Mecanismos Fisiopatológicos Envolvidos
A interação entre obesidade e sarcopenia cria um ambiente metabólico altamente desfavorável. A obesidade visceral leva à produção exacerbada de adipocinas pró-inflamatórias, como TNF-alfa, IL-6 e leptina que, combinadas com a baixa massa muscular, desencadeiam estresse oxidativo sistêmico.
Esse estresse oxidativo promove:
- Oxidação de lipoproteínas de baixa densidade (LDL), que se tornam mais aterogênicas;
- Dano endotelial, com perda da função vasodilatadora do óxido nítrico;
- Formação de placas de fibroateroma, com agregação de colágeno e células inflamatórias.
Além disso, a redução da massa muscular prejudica a captação de glicose e contribui para o desenvolvimento de resistência à insulina, síndrome metabólica e alterações no metabolismo de glicolipídios, todos fatores bem conhecidos de risco cardiovascular.

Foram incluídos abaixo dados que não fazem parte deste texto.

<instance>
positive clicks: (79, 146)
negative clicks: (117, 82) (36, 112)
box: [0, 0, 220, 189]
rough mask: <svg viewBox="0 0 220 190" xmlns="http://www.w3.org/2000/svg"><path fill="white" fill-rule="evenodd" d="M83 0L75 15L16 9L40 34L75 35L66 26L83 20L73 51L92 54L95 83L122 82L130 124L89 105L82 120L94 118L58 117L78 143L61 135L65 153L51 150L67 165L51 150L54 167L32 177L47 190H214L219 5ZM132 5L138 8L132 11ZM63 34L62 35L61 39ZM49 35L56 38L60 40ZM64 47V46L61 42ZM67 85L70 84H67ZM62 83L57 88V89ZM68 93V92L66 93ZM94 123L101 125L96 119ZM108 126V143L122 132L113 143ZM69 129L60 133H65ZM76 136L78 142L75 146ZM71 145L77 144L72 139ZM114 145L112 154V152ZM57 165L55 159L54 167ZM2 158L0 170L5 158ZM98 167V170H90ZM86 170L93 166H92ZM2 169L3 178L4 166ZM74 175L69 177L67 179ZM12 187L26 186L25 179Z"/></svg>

Disfunção Endotelial e Aterosclerose Acelerada
A deterioração do endotélio vascular é uma das primeiras etapas na gênese da aterosclerose. Nos pacientes com obesidade sarcopênica, a inflamação crônica associada à disfunção mitocondrial e à inatividade física contribui para a perda progressiva da integridade endotelial.
As evidências mostram que esses indivíduos apresentam maior espessamento da íntima-media carotídea e maior deposição de cálcio nas artérias coronárias, ambos marcadores precoces e confiáveis de risco cardiovascular aumentado.
Implicações Clínicas: Diagnóstico e Manejo
Apesar do reconhecimento crescente da obesidade sarcopênica, ainda não há um consenso definitivo sobre os critérios diagnósticos. Alguns dos parâmetros utilizados incluem:
- Índice de Massa Corporal (IMC) elevado (> 30 kg/m²);
- Baixa força de preensão manual;
- Redução da massa muscular medida por DXA, bioimpedância ou ressonância magnética;
- Baixo desempenho físico (teste da caminhada ou levantar da cadeira).
O manejo clínico deve ser individualizado e multidisciplinar, com foco em:
- Treinamento de força muscular e resistência aeróbica;
- Dieta hipocalórica com alta densidade proteica;
- Monitoramento metabólico rigoroso;
- Controle da inflamação e da resistência à insulina.
É importante destacar que, em muitos casos, o simples foco na perda de peso pode não ser suficiente. O objetivo deve ser preservar ou aumentar a massa muscular enquanto se reduz seletivamente a gordura visceral.
Conclusão: Por Que a Obesidade Sarcopênica Merece Destaque na Cardiologia?
A obesidade sarcopênica é mais do que a soma de obesidade e sarcopenia, ela representa uma condição clínica com características próprias, cuja progressão agrava o risco cardiovascular de forma significativa. Reconhecer essa entidade, padronizar sua definição e aprimorar as abordagens terapêuticas são passos essenciais para reduzir a morbimortalidade associada.
Para os profissionais de saúde, isso implica em olhar além do IMC e considerar avaliações funcionais e metabólicas mais amplas. Na prática clínica, a identificação precoce da obesidade sarcopênica pode ser determinante para o sucesso de intervenções preventivas e terapêuticas, sobretudo no campo da cardiologia preventiva.